Nobel Prize-winning economist Peter A. Diamond is withdrawing his nomination for the Federal Reserve board, expressing frustration with Republicans who had blocked his appointment and questioned his practical experience.

Mr. Diamond said it would be easy to blame his failed nomination on partisan politics, in an Op-Ed piece first published on the New York Times website on Sunday and in its print edition Monday. But a more troubling explanation, he wrote, was that Republicans failed to recognize the value of his decades spent analyzing what causes unemployment. He said such study is “crucial to conducting monetary policy.”

“It is time for me to withdraw, as I plan to inform the White House,” Mr. Diamond wrote.

His withdrawal was a setback for President Obama, who had nominated and re-nominated Mr. Diamond to fill a vacancy on the seven-member board. The White House said it was “deeply disappointed.”

Press secretary Jay Carney said Monday that Mr. Diamond “fell victim to partisan obstructionism,” saying the president thinks Mr. Diamond would have brought knowledge and expertise to the Fed board.

The Fed often operates with vacancies on its board. The board hasn’t had every seat filled since 2006.

Mr. Diamond’s initial nomination fizzled when the Senate adjourned in December without acting on it. When Mr. Obama resubmitted the nomination in January to the newly convened Senate, the Republicans held six additional seats. That was expected to make the confirmation process more difficult.

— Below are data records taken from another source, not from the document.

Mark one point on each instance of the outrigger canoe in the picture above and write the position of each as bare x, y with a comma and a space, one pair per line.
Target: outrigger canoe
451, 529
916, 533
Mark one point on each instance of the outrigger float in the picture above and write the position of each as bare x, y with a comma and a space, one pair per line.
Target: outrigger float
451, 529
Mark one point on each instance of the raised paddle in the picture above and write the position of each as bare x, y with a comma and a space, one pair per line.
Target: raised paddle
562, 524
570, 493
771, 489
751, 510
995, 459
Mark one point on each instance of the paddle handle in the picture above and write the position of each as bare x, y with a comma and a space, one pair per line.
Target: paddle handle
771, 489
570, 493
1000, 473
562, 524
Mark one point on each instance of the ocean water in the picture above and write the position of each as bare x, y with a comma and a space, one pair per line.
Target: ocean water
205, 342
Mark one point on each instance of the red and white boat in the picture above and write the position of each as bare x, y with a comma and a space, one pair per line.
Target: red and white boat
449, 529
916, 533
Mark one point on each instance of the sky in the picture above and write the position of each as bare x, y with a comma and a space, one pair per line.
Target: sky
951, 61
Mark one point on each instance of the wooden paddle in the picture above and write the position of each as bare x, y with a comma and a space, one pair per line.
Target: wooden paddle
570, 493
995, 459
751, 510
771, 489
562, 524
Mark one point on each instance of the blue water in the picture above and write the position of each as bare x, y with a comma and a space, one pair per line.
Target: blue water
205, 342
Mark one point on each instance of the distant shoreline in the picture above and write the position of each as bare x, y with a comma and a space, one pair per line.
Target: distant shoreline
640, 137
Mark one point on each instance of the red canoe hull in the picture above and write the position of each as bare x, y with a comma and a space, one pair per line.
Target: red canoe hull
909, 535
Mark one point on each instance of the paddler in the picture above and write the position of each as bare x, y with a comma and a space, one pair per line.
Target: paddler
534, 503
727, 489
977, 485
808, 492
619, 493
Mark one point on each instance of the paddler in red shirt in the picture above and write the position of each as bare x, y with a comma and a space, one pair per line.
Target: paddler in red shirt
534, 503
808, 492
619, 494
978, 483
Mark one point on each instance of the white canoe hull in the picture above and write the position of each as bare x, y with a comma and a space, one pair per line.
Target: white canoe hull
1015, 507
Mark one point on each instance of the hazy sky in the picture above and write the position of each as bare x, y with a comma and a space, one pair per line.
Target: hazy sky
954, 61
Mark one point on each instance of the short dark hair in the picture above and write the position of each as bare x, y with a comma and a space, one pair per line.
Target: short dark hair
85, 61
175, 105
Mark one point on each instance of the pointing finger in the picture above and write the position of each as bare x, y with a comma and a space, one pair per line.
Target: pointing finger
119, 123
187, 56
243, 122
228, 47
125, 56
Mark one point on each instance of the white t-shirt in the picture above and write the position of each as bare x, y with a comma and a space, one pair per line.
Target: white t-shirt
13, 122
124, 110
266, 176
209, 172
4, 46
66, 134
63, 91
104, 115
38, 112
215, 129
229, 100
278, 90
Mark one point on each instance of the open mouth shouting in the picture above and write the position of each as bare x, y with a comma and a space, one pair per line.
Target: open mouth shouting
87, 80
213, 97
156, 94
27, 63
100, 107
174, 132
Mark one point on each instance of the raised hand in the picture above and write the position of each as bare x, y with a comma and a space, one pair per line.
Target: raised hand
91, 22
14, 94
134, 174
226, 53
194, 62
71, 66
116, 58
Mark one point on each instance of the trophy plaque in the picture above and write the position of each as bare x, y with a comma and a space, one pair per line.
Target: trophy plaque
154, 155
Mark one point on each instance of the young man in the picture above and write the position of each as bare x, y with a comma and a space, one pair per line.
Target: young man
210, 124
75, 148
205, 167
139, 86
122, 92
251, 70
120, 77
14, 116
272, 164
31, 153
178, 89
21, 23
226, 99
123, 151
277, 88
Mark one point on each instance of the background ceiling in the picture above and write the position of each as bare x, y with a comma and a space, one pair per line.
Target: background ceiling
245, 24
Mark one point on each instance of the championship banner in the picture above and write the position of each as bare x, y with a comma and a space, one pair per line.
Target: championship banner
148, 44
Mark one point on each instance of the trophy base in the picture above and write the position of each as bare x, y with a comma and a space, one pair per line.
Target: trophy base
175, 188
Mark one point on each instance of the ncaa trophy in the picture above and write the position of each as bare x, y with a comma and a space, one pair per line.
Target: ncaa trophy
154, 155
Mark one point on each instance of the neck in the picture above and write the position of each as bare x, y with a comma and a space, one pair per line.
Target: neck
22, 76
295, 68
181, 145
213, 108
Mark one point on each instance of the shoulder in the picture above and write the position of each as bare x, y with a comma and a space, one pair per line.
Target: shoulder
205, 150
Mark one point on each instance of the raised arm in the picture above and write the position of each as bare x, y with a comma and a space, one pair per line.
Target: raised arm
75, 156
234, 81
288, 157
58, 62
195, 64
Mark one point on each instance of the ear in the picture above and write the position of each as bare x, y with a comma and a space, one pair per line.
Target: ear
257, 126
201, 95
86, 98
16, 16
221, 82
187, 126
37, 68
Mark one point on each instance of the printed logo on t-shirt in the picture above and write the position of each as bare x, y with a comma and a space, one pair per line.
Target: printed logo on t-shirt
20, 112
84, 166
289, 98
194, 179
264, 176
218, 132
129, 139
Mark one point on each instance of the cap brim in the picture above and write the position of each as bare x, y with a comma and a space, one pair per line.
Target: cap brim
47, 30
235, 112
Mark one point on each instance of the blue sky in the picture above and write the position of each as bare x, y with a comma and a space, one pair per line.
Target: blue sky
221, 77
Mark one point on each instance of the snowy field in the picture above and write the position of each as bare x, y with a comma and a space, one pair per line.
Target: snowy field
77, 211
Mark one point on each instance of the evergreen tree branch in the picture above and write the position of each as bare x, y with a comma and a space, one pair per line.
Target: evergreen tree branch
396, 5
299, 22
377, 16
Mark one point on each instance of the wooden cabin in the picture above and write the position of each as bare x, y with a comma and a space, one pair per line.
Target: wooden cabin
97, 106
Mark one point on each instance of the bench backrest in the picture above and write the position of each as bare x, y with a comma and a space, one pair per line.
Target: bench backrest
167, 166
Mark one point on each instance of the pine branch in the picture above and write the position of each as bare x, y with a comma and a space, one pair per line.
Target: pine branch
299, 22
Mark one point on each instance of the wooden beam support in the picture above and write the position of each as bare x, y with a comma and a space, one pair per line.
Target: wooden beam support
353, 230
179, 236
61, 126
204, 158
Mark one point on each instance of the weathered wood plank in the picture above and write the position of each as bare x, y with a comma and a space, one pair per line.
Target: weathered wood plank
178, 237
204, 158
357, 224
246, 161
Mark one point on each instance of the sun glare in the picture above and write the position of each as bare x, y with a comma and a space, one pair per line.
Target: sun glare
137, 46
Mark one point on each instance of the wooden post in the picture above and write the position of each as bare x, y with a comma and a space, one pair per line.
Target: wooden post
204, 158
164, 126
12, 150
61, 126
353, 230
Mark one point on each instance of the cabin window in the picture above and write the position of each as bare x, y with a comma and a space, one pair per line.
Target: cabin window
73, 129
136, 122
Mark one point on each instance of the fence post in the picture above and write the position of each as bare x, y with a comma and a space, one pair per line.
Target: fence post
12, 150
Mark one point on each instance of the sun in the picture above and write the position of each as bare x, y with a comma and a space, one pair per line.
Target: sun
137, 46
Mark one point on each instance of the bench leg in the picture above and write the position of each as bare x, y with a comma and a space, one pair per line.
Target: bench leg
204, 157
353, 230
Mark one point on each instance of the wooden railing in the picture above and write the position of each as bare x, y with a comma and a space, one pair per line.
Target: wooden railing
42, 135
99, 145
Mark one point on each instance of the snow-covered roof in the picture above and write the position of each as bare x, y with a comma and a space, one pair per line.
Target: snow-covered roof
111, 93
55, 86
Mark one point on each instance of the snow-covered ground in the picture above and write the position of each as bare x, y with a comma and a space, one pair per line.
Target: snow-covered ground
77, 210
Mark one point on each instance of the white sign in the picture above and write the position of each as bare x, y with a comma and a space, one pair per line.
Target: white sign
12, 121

Senate Republicans blocked a floor vote on Mr. Diamond’s confirmation and have questioned his practical experience and research. Mr. Diamond is considered an authority on Social Security, pensions and taxation. He shared the Nobel Prize in economics that was awarded in October, with Mr. Diamond saying that his portion of the prize was for his work on unemployment and the labor market.

Mr. Diamond said the leading opponent to his appointment was the ranking Republican on the Senate Banking, Housing and Urban Affairs Committee, Richard C. Shelby of Alabama, who the nominee said had questioned how his academic work on pensions and the labor market fit with conducting monetary policy.

“But understanding the labor market — and the process by which workers and jobs come together and separate — is critical to devising an effective monetary policy,” he wrote.

Mr. Diamond said he would continue as a professor at the Massachusetts Institute of Technology and would take advantage of opportunities presented to a Nobel laureate.

“I had hoped to bring some of my own expertise and experience to the Fed. Now I hope someone else can,” he said.